Around Polk nothing much had changed. We started the day in Bob’s diner, with fresh orange juice and too much weak coffee. The independent cinema which, back in 1995, had been showing Abel Ferrara’s
The Addiction
, was now featuring the French gaol saga
A Prophet.
The same audience, ponytails and herb-saturated leather waistcoats, were occupying the same tired seats. Street folk, with their discretion and subtlety of movement, colonized doorways around our part of town, away from North Beach, where they had been so visible and assertive on my last visit. After the film version of Cormac McCarthy’s
The Road
, a distressed shopping trolley had become the must-have accessory, heaped with salvaged microwaves, TV sets, duvets, outdated cans and cereal packets.
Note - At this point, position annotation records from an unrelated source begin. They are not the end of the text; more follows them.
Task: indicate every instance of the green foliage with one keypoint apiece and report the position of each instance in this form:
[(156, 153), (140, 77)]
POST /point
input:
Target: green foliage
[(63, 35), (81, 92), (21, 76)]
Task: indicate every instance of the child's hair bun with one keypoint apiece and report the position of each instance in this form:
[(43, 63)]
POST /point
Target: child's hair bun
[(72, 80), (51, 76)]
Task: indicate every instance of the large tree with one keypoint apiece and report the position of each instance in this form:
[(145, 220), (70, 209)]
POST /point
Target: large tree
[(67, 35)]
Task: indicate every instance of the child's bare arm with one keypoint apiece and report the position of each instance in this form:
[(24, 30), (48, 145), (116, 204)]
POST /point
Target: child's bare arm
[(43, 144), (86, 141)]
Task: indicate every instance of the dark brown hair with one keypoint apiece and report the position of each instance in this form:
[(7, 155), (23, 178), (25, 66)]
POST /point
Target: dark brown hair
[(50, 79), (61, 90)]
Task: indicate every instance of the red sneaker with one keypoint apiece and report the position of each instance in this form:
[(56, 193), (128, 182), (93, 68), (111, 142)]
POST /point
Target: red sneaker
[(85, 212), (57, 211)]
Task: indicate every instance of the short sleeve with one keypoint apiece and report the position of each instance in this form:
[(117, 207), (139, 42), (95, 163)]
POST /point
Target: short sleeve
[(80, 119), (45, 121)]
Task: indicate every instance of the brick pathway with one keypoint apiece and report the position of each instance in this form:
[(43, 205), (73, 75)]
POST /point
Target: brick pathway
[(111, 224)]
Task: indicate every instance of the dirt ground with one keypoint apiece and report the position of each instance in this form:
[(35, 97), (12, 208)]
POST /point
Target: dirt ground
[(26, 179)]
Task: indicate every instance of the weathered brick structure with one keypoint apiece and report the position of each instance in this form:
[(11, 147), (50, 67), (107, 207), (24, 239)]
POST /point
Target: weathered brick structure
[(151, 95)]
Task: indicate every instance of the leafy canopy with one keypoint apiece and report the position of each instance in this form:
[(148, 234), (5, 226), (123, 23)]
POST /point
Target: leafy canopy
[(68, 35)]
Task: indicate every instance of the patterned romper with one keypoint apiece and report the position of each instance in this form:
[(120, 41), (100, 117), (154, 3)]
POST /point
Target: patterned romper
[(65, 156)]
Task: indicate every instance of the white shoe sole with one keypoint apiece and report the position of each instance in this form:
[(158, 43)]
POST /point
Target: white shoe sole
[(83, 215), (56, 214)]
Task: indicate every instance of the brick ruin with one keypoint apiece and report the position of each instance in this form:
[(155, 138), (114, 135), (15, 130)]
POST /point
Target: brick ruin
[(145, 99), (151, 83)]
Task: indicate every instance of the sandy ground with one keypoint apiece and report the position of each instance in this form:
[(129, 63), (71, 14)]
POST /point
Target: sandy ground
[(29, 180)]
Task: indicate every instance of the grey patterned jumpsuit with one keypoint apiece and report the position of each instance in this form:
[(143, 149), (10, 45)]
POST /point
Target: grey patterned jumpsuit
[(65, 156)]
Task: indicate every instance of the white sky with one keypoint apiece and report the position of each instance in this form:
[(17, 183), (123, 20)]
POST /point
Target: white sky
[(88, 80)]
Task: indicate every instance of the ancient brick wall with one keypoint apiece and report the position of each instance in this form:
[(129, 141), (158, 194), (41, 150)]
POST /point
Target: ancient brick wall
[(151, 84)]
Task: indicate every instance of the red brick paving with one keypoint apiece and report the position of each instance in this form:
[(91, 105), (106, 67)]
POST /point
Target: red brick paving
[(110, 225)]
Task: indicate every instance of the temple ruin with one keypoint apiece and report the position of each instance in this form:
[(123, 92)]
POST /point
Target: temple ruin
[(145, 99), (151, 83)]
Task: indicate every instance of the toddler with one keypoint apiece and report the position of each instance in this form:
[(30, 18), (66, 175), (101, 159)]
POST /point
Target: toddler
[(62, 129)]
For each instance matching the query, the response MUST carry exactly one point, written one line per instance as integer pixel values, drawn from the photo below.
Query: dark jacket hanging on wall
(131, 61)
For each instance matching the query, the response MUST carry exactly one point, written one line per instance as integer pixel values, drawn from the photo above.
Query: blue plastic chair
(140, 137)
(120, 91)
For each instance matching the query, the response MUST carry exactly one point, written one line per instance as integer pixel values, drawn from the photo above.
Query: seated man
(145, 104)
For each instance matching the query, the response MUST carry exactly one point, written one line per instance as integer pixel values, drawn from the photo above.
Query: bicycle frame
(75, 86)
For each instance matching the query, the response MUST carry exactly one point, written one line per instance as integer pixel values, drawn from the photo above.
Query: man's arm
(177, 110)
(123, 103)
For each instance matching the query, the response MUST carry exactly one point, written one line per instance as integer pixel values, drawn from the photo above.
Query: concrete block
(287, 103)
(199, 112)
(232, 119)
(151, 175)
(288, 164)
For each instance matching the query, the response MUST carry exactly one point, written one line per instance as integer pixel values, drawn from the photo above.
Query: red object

It was too easy to romance this town, with its contours of poverty, the locked restrooms for which café owners would dole out a key attached to some great wooden ball, to prevent street people and addicts from taking possession of their generally filthy sties. My ideal San Francisco was in place long before I came across Hitchcock’s
Vertigo
. The absurdity of his necrophile voyeurism forgiven for those dreamlike drifts, Jimmy Stewart tracking Kim Novak’s green Jaguar Mark VIII around the steep hills of a revised topography. Auto-courtship. All of it within a short drive of the director’s favoured hotel, the Fairmont on Nob Hill. And his chosen restaurant, Ernie’s on Montgomery Street. The Gotti brothers, who owned this establishment, were awarded cameos, in the 1958 film, as maître d’ and bartender. The crew gorged themselves, during a morning’s shoot, on salad with Roquefort dressing, New York steaks and baked potatoes, banana fritters. Hitch sent down a truckload of wine from his vineyard in Scotts Valley. In the director’s vision of San Francisco, the bridges, parks and phallic towers are subservient to more significant architectural constructions: the behatted elongation of James Stewart, who walks like a man with a chronically bad back, and the baroque entablature of the Edith Head-tailored mass of Kim Novak. Who walks like an avalanche with the breaks on.